O programa Tema e Variações com o Maestro Julio Medaglia, da rádio Cultura FM de São Paulo, tinha como tema o Dia de Portugal. Não sabia porque, mas ouvi atentamente à bela programação. Fiquei sabendo, depois após uma breve pesquisa, que hoje comemora-se o Dia de Portugal, de Camões e das Comunidades Portuguesas, pois é o dia em que se assinala a morte de Luís Vaz de Camões em 1580.

Em busca de material sobre o poeta, deparei-me com uma edição de Os Lusíadas publicada em Paris no ano de 1865, pertencente à biblioteca da Universidade da California. Esta edição conta com um discurso preliminar (apologético e crítico), a vida de Luis de Camões – extraídos das edições publicadas em Lisboa por Thomas José de Aquino – e uma breve análise do poema de autoria de João Franco Barreto, “philologo notavel do XVII seculo”.

Ao final da “Breve Noticia da Vida de Luis de Camões”, temos uma referência às condições dos momentos finais da vida do poeta:

“No anno de 1569 chegou a Lisboa, que achou ardendo em hum horrivel contagio. Aqui em lugar do premio que merecia pelas suas gloriosas fadigas litterarias, e marciaes, entrou a experimentar novas e talvez mais
fortes adversidades, chegando a tanta miseria, que hum escravo seu chamado Antonio, pedia de noite de porta em porta para o sustentar.

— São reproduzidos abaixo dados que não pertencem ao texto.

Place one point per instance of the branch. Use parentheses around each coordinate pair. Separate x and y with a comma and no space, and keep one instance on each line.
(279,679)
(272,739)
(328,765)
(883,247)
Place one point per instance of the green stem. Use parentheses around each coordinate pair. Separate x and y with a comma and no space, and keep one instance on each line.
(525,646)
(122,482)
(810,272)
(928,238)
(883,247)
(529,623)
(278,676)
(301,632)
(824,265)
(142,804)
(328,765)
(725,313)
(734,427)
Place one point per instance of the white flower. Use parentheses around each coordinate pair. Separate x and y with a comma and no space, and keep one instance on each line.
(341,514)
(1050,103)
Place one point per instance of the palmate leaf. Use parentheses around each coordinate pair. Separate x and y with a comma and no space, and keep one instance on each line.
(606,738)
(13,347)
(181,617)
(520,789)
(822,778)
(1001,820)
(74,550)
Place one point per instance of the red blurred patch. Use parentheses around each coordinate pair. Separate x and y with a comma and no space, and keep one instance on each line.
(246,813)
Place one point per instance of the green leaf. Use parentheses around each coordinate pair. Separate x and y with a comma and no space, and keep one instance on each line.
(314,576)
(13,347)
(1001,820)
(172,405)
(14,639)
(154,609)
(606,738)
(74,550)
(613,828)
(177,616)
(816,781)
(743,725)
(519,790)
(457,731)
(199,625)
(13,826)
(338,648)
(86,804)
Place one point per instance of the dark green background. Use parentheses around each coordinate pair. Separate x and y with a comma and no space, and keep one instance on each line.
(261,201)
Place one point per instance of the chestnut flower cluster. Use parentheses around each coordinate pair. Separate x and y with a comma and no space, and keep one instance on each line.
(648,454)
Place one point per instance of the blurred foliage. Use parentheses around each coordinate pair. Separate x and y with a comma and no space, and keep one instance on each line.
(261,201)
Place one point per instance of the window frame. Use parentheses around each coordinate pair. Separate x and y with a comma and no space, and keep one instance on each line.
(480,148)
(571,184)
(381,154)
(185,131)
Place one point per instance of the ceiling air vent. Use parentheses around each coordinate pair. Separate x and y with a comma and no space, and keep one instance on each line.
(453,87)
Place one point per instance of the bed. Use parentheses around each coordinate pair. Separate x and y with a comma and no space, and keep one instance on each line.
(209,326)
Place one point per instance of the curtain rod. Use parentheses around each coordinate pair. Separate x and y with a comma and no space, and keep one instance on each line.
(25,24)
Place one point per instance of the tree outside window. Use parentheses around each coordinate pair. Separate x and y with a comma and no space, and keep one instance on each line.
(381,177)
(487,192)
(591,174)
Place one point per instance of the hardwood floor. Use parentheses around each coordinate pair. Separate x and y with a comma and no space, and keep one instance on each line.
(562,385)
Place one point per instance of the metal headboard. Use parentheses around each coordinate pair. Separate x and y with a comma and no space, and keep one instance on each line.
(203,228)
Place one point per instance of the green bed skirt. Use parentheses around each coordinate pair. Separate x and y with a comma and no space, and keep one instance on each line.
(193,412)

Desta sorte acabou hum homem, cuja memoria, a pezar da inveja, será eterna entre os Eruditos. Morreo em Lisboa no anno de 1579, com 55 de idade; por haver nascido no de 1524. Deo-se-lhe sepultura ao lado esquerdo da entrada da porta da igreja do Convento de Santa Anna de Religiosas Franciscanas. Poucos annos depois, que foi no de 1595, Dom Gonçalo Coutinho lhe deo nova sepultura, no meio da Igreja, e lhe fez gravar na campa esta Inscripção:

AQVI IAZ LUÍS DE CAMÕES,
PRINCIPE
DOS POETAS DE SEV TEMPO:
VIVEO POBRE E MISERAVELMENTE,
E ASSI MORREO. ANNO DE M. D. LXXIX.”

(fonte: Os Lusiadas, poema epico de Luis de Camões, nova edição conforme à de 1817, de Dom José Maria de Souza Botelha, publicada em Paris Va J.-P. Alliaud, Guillard e ca, 1865.)

A morte do poeta é datada de 1579. Entretanto, em todas as outras referências à este acontecimento, o ano utilizado é o de 1580, e é marcada com precisão para o dia 10 de junho, hoje.

No livro Franklin Távora e o seu tempo, de Cláudio Aguiar (Ateliê Editorial, 1997), por exemplo, há uma referência às  “comemorações do tricentenário de nascimento de Luís de Camões”, em texto publicado na Revista Brasileira. A data é 10 de junho de 1880, e, ao abrir “as páginas especiais destinas à homenagem a Lúis de Camões, vinham as palavras de Sua Majestade, o Imperador D. Pedro II, afirmando que não hesitava em colocar seu nome

entre os dos meus patrícios, que, na grinalda de versos consagrada a Camões, o maior gênio da língua falada por dois povos irmãos, cantor das maravilhas da navegação, a que devemos o nosso Brasil, conseguiram simbolizar os mais generosos sentimentos, imitando a exuberância viçosa e bela de um só solo, cujas admiradas riquezas oferecemos cordialmente ao espírito industrioso de todas as outras nações. Estas palavras, escritas ao correr da pena, cingirão a formosa grinalda, ao menos, como laço de simpatia.”

(fonte: Imperador Dom Pedro II, Revista Brasileira, tomo IV, Primeiro Ano, Homenagem a Luiz de Camões, 10 de junho de 1880.)

As festividades realizadas no Gabinete Português de Leitura poderiam ser simbolizadas pelos trabalhos apresentados por três escritores brasileiros: Nabuco, Machado e Távora.